Through the interconnectedness, via Twitter, of people who do not in the least know each other comes to me this dreadful story of the horrible oppressiveness, in the service of their greater interests, of even the greatest modern democracies.

If you have ever heard of Diego Garcia, it was likely during some period of U.S. military activity, when news reports would inform of the military base there, on an Island in the middle of the Indian Ocean. Strategically desirable during the Cold War, the base has served as launching and refueling point during dramatic air missions.

Diego Garcia is, in fact, the largest island in the Chagos archipelago “a chain of 65 small coral islands… about halfway between Africa and Indonesia, seven degrees south of the Equator…. Diego Garcia covers only 17 square miles – the others are much smaller.”

Originally uninhabited, the islands were settled, in 1776, by French colonists (and lepers), who brought in African slaves to work the coconut plantations. Ultimately, the islands having come under British possession,the slaves were freed, and they took control of the plantations. Over perhaps one hundred and fifty years a Creole population developed among the descendants of the freed slaves.

Then, at the height of the Cold War, the U.S. decided it needed that strategic Indian Ocean base, and ally Britain determined to provide it.

In 1966 Britain secretly leased Diego Garcia to the US for 50 years, with the option of an extension. This was done in exchange for a discount of millions of dollars on Polaris nuclear submarines – a way of concealing the payment. The US pays rent of one dollar per year. The deal was not disclosed to the US Congress, the British Parliament, or the United Nations.

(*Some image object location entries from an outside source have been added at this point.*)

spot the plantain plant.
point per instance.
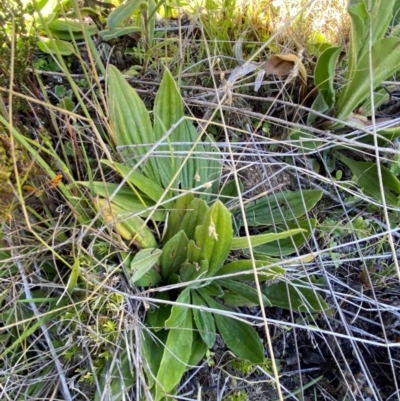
(189, 261)
(373, 57)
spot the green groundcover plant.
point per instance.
(194, 257)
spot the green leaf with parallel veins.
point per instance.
(324, 75)
(53, 46)
(239, 243)
(177, 214)
(214, 237)
(139, 181)
(143, 261)
(150, 279)
(281, 207)
(178, 312)
(199, 349)
(123, 12)
(194, 217)
(204, 321)
(176, 356)
(238, 336)
(246, 266)
(157, 316)
(168, 111)
(385, 56)
(125, 198)
(131, 123)
(174, 254)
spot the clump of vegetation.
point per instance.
(184, 208)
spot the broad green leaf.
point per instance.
(168, 111)
(213, 289)
(380, 96)
(385, 56)
(178, 313)
(54, 45)
(123, 12)
(194, 253)
(199, 349)
(238, 336)
(187, 271)
(139, 181)
(176, 355)
(157, 316)
(73, 36)
(246, 267)
(243, 290)
(325, 72)
(193, 271)
(214, 237)
(174, 254)
(67, 25)
(205, 165)
(143, 261)
(150, 279)
(239, 243)
(323, 77)
(204, 321)
(295, 295)
(177, 214)
(108, 34)
(365, 174)
(194, 217)
(281, 207)
(131, 123)
(289, 245)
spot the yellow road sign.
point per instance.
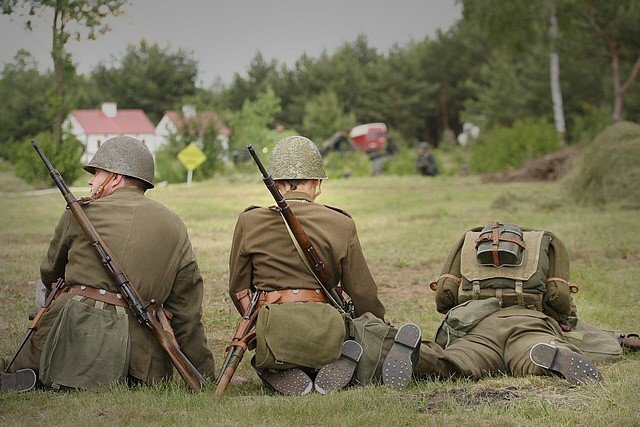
(191, 156)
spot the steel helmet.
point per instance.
(296, 157)
(124, 155)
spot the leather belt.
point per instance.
(98, 295)
(295, 295)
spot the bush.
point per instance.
(608, 171)
(65, 157)
(588, 124)
(346, 164)
(403, 162)
(503, 149)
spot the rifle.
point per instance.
(320, 270)
(245, 334)
(56, 290)
(146, 314)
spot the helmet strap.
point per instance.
(318, 189)
(100, 189)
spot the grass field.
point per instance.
(407, 226)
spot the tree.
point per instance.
(519, 26)
(75, 19)
(324, 115)
(252, 124)
(149, 77)
(23, 110)
(616, 24)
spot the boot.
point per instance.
(21, 380)
(397, 369)
(629, 342)
(290, 382)
(339, 373)
(572, 366)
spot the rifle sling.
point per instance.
(306, 262)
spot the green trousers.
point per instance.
(500, 343)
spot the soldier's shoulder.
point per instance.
(342, 211)
(252, 207)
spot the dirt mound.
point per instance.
(608, 171)
(549, 167)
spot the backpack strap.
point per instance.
(434, 283)
(573, 287)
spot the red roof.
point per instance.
(125, 121)
(202, 118)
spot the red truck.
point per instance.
(369, 137)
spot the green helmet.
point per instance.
(124, 155)
(296, 157)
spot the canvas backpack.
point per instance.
(536, 275)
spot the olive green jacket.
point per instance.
(151, 243)
(263, 254)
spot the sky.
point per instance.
(224, 36)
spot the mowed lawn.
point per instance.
(407, 226)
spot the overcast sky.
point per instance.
(223, 36)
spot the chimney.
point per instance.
(110, 109)
(189, 111)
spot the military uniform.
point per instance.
(300, 335)
(152, 245)
(500, 343)
(263, 254)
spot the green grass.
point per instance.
(407, 226)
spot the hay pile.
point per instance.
(550, 167)
(608, 170)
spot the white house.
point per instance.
(172, 121)
(93, 127)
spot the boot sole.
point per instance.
(574, 367)
(397, 369)
(339, 373)
(290, 382)
(20, 381)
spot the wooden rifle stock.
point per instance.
(56, 290)
(319, 268)
(146, 314)
(245, 332)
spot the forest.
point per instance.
(546, 73)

A difficulty was that people lived on the island, and the U.S. did not want them there.

In 1967 the British government bought out the plantation owners, shut down the plantations and stopped the regular supply ship. With no warning or consultation, the islanders, numbering about 2000 at this time, were told that they were all being evicted. Those who tried to flee to the outer islands were rounded up. The islanders were isolated, intimidated, and tricked into believing that they would be settled into a similar environment with their own land and houses.

Armed men put the islanders in groups of 300 or more on to a ship designed to carry 50 and shipped them off to Mauritius or the Seychelles. They were forced to abandon their homes and all their possessions except one small bag each. These men slaughtered their livestock and destroyed their homes. Many of the exiles witnessed all of this.

Those who were on trips away at the time were simply not allowed back, left stranded in foreign lands with nothing but what they had with them. In 1971, Britain made it official with an Immigration Ordinance denying the Chagossians the right to ever return home.

The residents not being self-sufficient on the island, there is, perhaps, a kind of eminent domain argument that might be made for their removal, but not in the manner and under the conditions in which it all was actually accomplished.  And if you read the full account, you will see that the record of the islanders seeking legal recourse and restitution – they are now headed for the European Court of Human Rights – is long and always, once more, disappointing. Many of the removed islanders live today, still, in awful conditions, and the British government continues to treat them in a strikingly different manner than the Falkland islanders.

Any thoughts on what the reason might be?